Porém, apesar de suas braçadeiras de ferro e proteções mágicas, as videiras conseguiram perfurar sua pele, passando a cavar direto em sua carne. Ele gritou de dor, e o ato continuava a acontecer, sem que ele perdesse uma única gota de sangue.
Mas impedindo o pânico de tomar conta de sua consciência, Lith usou seu feitiço Frozen Hearth, transformando tudo ao seu redor em gelo. Fossem cinzas ou verdes, o fogo não havia feito muito dano aos tentáculos, o que o motivou mudar de elemento. E tendo ficado frágeis com o frio repentino, ele conseguiu se libertar tanto das vinhas quanto da grama, voando para trás enquanto tentava entender o que acontecia.

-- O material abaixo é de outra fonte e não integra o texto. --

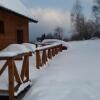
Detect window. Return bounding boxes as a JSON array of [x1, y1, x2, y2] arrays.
[[0, 21, 4, 34]]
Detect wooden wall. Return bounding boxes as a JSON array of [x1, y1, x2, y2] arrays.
[[0, 9, 29, 49]]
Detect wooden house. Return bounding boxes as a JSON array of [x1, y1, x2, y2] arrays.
[[0, 0, 37, 49]]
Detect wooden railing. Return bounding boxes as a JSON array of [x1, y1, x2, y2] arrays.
[[0, 52, 31, 100], [0, 44, 62, 100], [36, 44, 62, 69]]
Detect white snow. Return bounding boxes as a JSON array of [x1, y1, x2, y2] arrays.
[[2, 44, 31, 53], [22, 40, 100, 100], [23, 43, 36, 52], [0, 39, 100, 100], [14, 81, 32, 96], [0, 51, 20, 57], [36, 43, 61, 50], [0, 0, 33, 19]]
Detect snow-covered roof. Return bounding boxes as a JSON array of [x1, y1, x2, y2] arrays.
[[0, 0, 37, 22]]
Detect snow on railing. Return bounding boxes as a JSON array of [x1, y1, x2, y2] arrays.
[[0, 43, 62, 100], [35, 43, 62, 69], [0, 52, 32, 100]]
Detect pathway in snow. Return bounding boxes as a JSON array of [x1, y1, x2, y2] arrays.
[[23, 40, 100, 100]]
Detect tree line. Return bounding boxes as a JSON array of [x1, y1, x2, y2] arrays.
[[37, 0, 100, 41]]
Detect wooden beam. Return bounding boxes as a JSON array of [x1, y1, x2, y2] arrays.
[[8, 59, 14, 100]]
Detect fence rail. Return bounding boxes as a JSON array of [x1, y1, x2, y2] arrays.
[[0, 44, 62, 100], [36, 44, 62, 69], [0, 52, 31, 100]]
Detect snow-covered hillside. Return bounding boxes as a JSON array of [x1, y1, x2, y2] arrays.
[[23, 40, 100, 100]]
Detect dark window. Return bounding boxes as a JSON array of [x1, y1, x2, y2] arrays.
[[0, 21, 4, 34]]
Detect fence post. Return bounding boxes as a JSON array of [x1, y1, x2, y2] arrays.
[[48, 49, 52, 59], [42, 50, 47, 65], [36, 50, 42, 69], [8, 59, 14, 100]]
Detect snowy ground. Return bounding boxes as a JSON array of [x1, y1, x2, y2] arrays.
[[23, 40, 100, 100], [0, 39, 100, 100]]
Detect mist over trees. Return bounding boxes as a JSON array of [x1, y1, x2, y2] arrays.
[[37, 26, 64, 41], [37, 0, 100, 41]]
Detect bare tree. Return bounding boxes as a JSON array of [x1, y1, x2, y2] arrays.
[[71, 0, 85, 39]]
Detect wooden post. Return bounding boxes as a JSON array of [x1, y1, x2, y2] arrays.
[[25, 55, 29, 81], [8, 59, 14, 100], [42, 50, 47, 65], [36, 50, 42, 69], [48, 49, 52, 59]]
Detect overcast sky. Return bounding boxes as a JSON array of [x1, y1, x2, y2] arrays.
[[22, 0, 93, 40]]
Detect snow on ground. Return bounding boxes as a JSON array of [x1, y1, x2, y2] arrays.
[[0, 39, 100, 100], [23, 40, 100, 100]]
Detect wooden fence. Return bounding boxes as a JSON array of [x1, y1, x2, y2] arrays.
[[0, 52, 31, 100], [36, 44, 62, 69], [0, 44, 62, 100]]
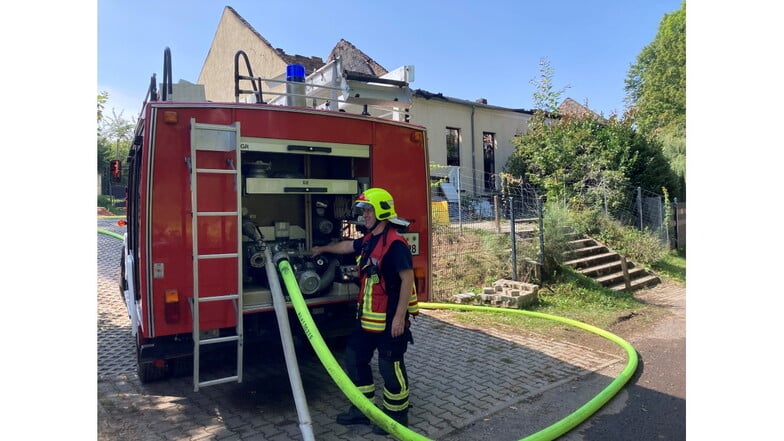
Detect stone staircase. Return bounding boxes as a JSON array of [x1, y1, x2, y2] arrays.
[[563, 236, 661, 291]]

Suas feridas estavam cobertas por uma gosma pegajosa e roxa, seus braços ficando dormentes e uma sensação de formigamento a invadir seu corpo. Depois do que havia acontecido com os Clackers, Lith sempre mantinha um feitiço desintoxicante pronto, usando-o junto com um feitiço de cura para fechar seus ferimentos.
– [“O que diabos está acontecendo? Como ele controla a grama? Não faz sentido.”] –
Tanto a mente dele quanto a de Solus giravam em alta velocidade, buscando, na ausência de uma lógica, uma decisão qualquer que pudesse virar o jogo. Mas enquanto eles ainda estavam atordoados, a grama e as gavinhas descongelaram em um piscar de olhos. Como o fogo, a magia da água parecia ter pouco efeito.

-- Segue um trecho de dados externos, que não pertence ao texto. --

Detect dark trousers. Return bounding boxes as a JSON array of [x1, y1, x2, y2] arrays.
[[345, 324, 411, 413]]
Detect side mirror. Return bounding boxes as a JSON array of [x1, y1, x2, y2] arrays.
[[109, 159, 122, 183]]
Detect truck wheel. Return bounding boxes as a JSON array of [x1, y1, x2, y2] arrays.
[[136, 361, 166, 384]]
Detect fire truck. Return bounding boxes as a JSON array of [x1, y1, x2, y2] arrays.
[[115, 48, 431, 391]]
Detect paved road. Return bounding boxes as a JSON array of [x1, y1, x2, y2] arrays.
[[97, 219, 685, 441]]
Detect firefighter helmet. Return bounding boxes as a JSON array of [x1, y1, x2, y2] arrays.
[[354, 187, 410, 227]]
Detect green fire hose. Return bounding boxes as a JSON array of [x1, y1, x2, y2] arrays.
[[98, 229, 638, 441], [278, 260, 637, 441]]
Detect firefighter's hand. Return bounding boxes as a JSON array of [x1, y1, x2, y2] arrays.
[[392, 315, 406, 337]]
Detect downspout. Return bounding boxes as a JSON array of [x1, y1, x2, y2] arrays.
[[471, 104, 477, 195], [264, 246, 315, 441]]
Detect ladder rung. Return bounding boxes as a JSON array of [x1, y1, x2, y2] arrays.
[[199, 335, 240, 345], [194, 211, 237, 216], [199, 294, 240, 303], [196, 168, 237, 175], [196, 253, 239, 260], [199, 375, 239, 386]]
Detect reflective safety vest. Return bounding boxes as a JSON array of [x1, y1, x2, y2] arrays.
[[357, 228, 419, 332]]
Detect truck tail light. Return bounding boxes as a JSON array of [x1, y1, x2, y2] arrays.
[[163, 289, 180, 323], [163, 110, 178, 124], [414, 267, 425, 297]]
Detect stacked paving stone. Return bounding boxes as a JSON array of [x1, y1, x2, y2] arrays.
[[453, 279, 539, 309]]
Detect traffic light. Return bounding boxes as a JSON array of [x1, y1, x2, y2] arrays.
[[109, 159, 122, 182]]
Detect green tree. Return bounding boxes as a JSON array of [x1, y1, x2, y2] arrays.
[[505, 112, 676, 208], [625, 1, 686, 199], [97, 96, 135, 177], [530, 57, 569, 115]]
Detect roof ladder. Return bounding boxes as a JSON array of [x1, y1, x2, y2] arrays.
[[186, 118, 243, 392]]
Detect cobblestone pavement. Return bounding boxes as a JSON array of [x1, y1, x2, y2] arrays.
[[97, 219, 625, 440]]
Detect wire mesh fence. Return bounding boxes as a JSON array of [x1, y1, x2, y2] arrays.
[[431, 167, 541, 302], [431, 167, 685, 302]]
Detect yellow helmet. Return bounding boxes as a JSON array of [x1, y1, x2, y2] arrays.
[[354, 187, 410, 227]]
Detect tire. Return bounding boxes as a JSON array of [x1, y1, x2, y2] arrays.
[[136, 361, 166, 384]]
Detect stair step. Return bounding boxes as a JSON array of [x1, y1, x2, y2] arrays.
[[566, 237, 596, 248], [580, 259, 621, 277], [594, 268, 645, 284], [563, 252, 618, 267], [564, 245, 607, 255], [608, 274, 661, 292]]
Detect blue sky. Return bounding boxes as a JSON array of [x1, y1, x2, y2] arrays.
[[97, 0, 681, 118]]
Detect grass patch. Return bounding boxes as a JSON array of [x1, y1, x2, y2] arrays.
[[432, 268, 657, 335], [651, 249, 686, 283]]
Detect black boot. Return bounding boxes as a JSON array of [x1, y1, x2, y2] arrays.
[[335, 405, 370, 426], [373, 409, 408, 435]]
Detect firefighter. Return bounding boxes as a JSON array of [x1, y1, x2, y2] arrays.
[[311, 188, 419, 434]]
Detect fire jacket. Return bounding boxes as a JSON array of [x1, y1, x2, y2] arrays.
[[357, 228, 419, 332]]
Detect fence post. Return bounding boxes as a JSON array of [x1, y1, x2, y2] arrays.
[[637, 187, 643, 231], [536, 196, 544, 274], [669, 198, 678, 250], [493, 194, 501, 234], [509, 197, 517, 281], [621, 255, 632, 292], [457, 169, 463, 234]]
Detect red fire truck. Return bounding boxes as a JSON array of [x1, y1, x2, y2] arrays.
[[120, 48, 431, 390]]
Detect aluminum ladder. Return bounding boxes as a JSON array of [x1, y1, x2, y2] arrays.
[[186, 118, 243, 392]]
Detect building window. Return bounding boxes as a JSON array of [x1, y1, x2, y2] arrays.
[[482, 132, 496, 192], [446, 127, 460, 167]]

Sem parar, Lith ativou Life Vision novamente, revelando uma faixa azul a se mover como um flash através da vegetação terrestre e seguindo-o com proximidade.
– “Solus, de que cor é o núcleo? Não gosto nada disso!” –
-[“Essa coisa não tem núcleo nenhum. É apenas uma massa aleatória de energia, nunca vi nada parecido. Não me lembro de ter lido sobre algo que se assemelha a essa coisa. É monstruoso demais para esquecer.”] –
Um arrepio percorreu a espinha de Lith. Seu primeiro monstro planta não parecia seguir nenhuma das regras mágicas que ele tinha aprendido até agora. Sem núcleo, resistente ao gelo, ao fogo e capaz de controlar a vegetação. As únicas palavras que poderiam descrever seus sentimentos frente a tal criatura eram ‘medo do desconhecido’.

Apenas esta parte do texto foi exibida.